How Russia is re-educating Ukrainian children in the occupied territories

As of: May 9, 2024 11:32 a.m

Russia’s war in Ukraine also affects the youngest children: Ukrainian children and young people are being specifically indoctrinated and re-educated in holiday camps in the occupied territories.

An image film by Yunarmiya, the “Young Army of Russia”, shot in the Artek holiday camp on the Ukrainian Crimean peninsula, which was already well-known during Soviet times. In the Junarmija, children learn to assemble firearms, shoot and rescue the wounded. At the holiday camps they also meet Russian soldiers who fought against Ukraine.

The children and young people are destined to serve Russia, says a voice off camera. The film shows how children march and practice combat. A captain from the Russian Black Sea Fleet addresses the young people lined up in rows: “After this camp, I want you to understand that our homeland must be protected so that you and your future children can recover here in peace. That’s why, first of all, you must have real ones Become patriots.”

Children deported under a pretext

It is a perfidious system of manipulation, criticize Ukrainian human rights activists. In the Ukrainian territories occupied by Russia since 2022, thousands of children are said to have been kidnapped to holiday camps for military indoctrination, says Olha Skrypnyk, CEO of the Crimean human rights group.

“The children were taken to camps under the pretext of evacuating them from regions such as Kherson, Zaporizhia or Mariupol. Many children were taken away from these regions,” said Skrypnyk. “These camps have nothing to do with health or help for these children. It is essentially about forcing the children to serve in the army and destroying their Ukrainian identity.”

Re-education since 2014

This works primarily through propaganda, lessons in history and politics. A practice that the Russian occupation authorities have been using in the occupied territories in eastern Ukraine since 2014, says lawyer Kateryna Rashkeva. And with success. Together with her colleagues from the Regional Center for Human Rights, Rashkeva was able to reconstruct cases of children and young people who grew up under Russian occupation since 2014. As young adults, these children joined the Russian army, went to war against Ukraine – and were killed there.

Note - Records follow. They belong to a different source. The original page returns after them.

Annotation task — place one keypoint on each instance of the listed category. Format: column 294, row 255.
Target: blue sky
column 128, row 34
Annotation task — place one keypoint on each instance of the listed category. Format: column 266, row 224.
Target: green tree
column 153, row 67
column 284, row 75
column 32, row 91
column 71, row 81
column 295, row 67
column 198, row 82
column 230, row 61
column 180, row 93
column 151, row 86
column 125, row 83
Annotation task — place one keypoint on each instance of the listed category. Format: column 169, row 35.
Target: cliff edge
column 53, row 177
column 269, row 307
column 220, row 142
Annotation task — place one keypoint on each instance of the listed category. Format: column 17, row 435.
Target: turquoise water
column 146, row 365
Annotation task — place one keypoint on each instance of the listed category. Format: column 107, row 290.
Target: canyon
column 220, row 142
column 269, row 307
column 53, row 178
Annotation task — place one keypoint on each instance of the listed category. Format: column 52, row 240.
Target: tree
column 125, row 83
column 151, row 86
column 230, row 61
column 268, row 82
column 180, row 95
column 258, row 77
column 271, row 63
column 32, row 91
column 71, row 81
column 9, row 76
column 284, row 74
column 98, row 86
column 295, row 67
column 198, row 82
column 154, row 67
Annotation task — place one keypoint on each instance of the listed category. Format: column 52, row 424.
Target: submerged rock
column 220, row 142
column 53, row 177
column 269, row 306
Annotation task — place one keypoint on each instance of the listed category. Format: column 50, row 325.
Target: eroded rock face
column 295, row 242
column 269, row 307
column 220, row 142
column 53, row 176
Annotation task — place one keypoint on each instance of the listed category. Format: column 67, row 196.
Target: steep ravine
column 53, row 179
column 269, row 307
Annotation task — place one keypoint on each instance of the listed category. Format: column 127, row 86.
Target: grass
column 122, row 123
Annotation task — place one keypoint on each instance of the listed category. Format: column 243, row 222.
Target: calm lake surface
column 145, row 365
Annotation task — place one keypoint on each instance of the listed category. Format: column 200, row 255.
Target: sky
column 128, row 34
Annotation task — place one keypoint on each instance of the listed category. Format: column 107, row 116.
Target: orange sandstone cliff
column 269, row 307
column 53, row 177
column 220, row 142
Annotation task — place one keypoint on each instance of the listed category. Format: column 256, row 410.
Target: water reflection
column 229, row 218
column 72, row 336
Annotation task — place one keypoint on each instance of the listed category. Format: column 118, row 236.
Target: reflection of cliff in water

“I’m sure some people took part voluntarily. Because of this policy of re-education, because of the policy of militarization,” says Rashkeva. “For eight years the Russians have been telling these children that Ukraine is a Nazi state that is bombing the children of Donbass and killing all these people.”

Parents can hardly protect their children

In the newly occupied territories, it is hardly possible for parents to protect their children from the indoctrination of the Russian occupying forces, says Rashkeva. In many cases, employees of the occupying authorities or armed men would put pressure on families to send their children to holiday camps.

“Of course they don’t call it re-education. They don’t call it militarization either. They simply say: ‘Other children have also visited these camps, they come back with gifts. They are doing well,'” Rahskeva explains the Russians’ actions. “2023 In fact, we have not documented any cases in which Ukrainian children from occupied territories were not returned from these camps. So they have adjusted their strategy so as not to provoke a reaction from the international community. They bring the children back, but with brainwashing.”

“Patriotic education” as preparation for the army

According to Ukrainian sources, thousands of children have been trafficked from Ukraine to Russia in the past two years. They often receive new birth certificates and identification documents. Therefore, it has only been possible to return Ukrainian children to their families in a few cases.

But militarization and propaganda do not only take place in holiday camps for young people, reports human rights activist Skrypnyk: “In institutions such as kindergartens or schools, various measures and programs were immediately implemented. Everything that has to do with children in a certain way is covered by so-called patriotic education combined.” This patriotic education has one goal, says Skrypnyk: “To prepare the children for service in the Russian army. To create a reality in which they would die for Russia.”

This is how Russia creates facts in the occupied territories of Ukraine. The longer the war lasts, the more difficult it will be for Ukraine to regain control of the occupied territories.